# I am moving to Las Vegas and am wondering if there is a need for tree work?



## TackleTree (Dec 29, 2005)

I know this may have an obvious answer but was wondering if there is anyone who does tree work in the area. I live in georgia but will be spending the next 6 months in Vegas. Wondering if theris any advice besides stay away from the tables. I would rather make my money the hard way.


----------



## kennertree (Dec 29, 2005)

I'd say there is not alot of trees in Vegas, but I've never been to Vegas.


----------



## BlueRidgeMark (Dec 30, 2005)

If you've never been there, why would you say there are no trees? 

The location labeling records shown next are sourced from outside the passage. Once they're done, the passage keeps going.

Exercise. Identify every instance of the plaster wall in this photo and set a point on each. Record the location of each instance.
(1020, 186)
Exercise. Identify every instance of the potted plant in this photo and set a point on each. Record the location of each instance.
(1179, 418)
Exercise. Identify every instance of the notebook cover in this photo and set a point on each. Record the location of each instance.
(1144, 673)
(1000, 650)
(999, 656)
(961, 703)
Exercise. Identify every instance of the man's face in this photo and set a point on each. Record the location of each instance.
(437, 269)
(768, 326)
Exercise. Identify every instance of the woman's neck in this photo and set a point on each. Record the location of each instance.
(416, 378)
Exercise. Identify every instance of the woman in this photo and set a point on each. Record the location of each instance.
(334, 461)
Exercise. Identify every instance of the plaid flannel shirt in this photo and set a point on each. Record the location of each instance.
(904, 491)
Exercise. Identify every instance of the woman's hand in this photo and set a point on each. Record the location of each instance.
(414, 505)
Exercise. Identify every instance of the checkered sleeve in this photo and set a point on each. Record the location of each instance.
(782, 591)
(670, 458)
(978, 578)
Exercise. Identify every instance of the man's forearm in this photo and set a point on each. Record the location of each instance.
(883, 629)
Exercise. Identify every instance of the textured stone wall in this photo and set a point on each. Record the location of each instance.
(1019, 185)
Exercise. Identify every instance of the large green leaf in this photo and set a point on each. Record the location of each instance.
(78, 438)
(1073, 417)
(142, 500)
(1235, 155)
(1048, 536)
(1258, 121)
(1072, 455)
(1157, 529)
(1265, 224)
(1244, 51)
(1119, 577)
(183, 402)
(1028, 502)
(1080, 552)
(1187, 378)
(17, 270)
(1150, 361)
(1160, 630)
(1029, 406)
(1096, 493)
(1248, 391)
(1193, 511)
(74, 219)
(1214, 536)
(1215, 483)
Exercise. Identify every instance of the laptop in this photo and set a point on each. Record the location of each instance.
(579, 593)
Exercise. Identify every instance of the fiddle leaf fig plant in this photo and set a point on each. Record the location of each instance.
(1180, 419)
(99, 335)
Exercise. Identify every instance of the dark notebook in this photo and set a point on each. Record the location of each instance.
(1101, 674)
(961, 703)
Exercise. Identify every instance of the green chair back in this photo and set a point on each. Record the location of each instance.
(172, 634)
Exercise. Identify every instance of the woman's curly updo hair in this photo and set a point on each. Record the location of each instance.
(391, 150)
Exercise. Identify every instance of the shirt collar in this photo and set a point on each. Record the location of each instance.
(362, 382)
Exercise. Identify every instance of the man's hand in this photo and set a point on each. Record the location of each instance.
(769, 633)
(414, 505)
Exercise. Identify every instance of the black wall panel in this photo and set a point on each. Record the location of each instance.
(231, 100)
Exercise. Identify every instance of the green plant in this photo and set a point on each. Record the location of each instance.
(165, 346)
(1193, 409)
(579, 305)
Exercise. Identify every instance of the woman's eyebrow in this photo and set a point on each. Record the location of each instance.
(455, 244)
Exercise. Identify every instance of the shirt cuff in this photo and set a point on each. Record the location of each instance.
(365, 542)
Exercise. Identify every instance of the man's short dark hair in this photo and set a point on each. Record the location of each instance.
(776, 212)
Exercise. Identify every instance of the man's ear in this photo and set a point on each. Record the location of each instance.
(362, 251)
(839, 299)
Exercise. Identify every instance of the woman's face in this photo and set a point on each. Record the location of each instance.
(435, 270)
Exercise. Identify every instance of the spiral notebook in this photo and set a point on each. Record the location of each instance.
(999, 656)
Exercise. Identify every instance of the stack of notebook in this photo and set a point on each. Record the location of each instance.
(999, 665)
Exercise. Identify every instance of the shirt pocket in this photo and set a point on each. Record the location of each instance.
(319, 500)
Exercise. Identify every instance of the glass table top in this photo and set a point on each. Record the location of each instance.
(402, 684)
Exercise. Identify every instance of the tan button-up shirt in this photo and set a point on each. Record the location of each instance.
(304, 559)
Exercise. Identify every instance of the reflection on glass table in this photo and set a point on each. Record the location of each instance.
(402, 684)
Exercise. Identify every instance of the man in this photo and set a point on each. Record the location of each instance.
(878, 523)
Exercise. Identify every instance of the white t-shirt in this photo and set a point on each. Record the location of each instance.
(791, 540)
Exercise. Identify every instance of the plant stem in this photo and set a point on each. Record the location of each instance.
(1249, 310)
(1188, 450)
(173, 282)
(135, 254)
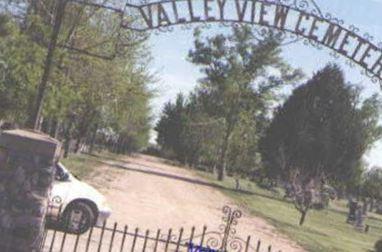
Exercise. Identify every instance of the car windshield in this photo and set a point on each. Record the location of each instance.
(61, 173)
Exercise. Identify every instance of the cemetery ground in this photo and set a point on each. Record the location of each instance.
(150, 193)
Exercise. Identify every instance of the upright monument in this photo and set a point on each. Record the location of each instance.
(26, 175)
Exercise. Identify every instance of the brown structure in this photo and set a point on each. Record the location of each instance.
(26, 176)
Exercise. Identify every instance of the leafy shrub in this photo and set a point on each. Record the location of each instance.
(378, 246)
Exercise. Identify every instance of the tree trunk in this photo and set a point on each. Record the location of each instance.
(78, 145)
(93, 140)
(66, 146)
(302, 219)
(35, 116)
(221, 167)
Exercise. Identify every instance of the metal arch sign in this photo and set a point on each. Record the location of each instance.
(291, 16)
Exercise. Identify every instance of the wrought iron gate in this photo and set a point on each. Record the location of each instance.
(115, 238)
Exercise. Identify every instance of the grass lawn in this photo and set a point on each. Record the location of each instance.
(81, 165)
(84, 166)
(323, 231)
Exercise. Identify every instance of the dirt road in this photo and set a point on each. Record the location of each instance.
(145, 192)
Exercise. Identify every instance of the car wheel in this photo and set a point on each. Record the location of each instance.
(78, 218)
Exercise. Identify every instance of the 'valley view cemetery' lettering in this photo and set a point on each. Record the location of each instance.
(285, 18)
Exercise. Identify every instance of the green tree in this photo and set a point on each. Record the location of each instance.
(236, 69)
(318, 136)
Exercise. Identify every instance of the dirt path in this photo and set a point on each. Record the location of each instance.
(144, 192)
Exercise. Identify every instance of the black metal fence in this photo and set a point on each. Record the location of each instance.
(115, 238)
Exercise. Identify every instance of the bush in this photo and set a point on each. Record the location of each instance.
(378, 246)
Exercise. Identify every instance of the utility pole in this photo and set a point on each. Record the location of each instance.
(35, 116)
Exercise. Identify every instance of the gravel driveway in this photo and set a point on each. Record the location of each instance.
(145, 192)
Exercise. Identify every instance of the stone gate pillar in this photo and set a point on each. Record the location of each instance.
(26, 176)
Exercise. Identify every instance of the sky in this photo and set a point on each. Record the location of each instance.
(175, 74)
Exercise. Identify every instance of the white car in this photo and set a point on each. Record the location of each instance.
(81, 206)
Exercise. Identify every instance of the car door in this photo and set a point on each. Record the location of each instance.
(61, 188)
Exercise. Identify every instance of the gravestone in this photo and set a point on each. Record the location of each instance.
(353, 206)
(26, 176)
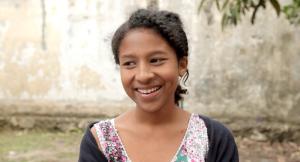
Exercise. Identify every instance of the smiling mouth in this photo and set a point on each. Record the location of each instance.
(148, 90)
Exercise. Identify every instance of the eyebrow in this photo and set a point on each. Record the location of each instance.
(129, 55)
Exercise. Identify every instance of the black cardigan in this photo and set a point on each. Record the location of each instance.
(222, 147)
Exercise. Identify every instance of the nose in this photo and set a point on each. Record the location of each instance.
(144, 74)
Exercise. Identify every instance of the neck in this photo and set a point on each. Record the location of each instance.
(163, 116)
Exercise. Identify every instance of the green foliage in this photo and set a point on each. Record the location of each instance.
(292, 12)
(233, 10)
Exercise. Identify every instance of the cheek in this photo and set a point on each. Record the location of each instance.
(171, 76)
(126, 79)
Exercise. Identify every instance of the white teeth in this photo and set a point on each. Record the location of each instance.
(147, 91)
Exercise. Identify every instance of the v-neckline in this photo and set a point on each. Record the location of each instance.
(178, 149)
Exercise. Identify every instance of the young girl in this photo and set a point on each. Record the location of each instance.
(151, 49)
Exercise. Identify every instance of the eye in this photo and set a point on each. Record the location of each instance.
(157, 61)
(129, 64)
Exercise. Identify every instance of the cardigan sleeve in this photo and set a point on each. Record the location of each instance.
(89, 151)
(222, 146)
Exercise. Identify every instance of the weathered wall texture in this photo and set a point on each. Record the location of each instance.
(59, 52)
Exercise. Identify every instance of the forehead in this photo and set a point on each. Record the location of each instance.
(144, 41)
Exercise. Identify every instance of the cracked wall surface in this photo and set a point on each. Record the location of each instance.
(59, 51)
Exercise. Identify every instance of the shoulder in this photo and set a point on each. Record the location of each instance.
(89, 149)
(222, 146)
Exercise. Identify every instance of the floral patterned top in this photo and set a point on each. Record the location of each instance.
(193, 148)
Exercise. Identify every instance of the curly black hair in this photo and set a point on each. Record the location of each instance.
(167, 24)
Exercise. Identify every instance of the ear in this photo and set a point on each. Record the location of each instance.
(182, 65)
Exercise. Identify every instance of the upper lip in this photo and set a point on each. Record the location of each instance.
(145, 88)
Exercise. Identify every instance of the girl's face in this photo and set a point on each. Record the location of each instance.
(149, 69)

I've been there, and there are PLENTY of trees! Take a look:















Okay, seriously, it IS desert, but there are trees in the developed area. *Nothing *like what you are used to in Georgia.


----------



## TackleTree (Dec 30, 2005)

*Nice!*

So I suppose not a good market for tree work. I guess I will be like snoopy's uncle pedro!


----------



## Jumper (Dec 30, 2005)

Lots of palms as I recall. Reinvent yourself as Forrest and offer to do em for $10!


----------



## TackleTree (Jan 3, 2006)

So yor saying I've got a chance! Just Kidding but really is there anyone who has attemted or is successful at tree work in the area?


----------



## smokechase II (Jan 3, 2006)

Get into air conditioner installation and repairs.
Loose some weight and work on your table dance.
Card counting till they figure you out.


----------



## BlueRidgeMark (Jan 4, 2006)

Smokechase, read my sig!


----------



## legendrider (Jan 5, 2006)

*vegas*

call the davey tree expert company, they have an office outthere and actually do residential work.


----------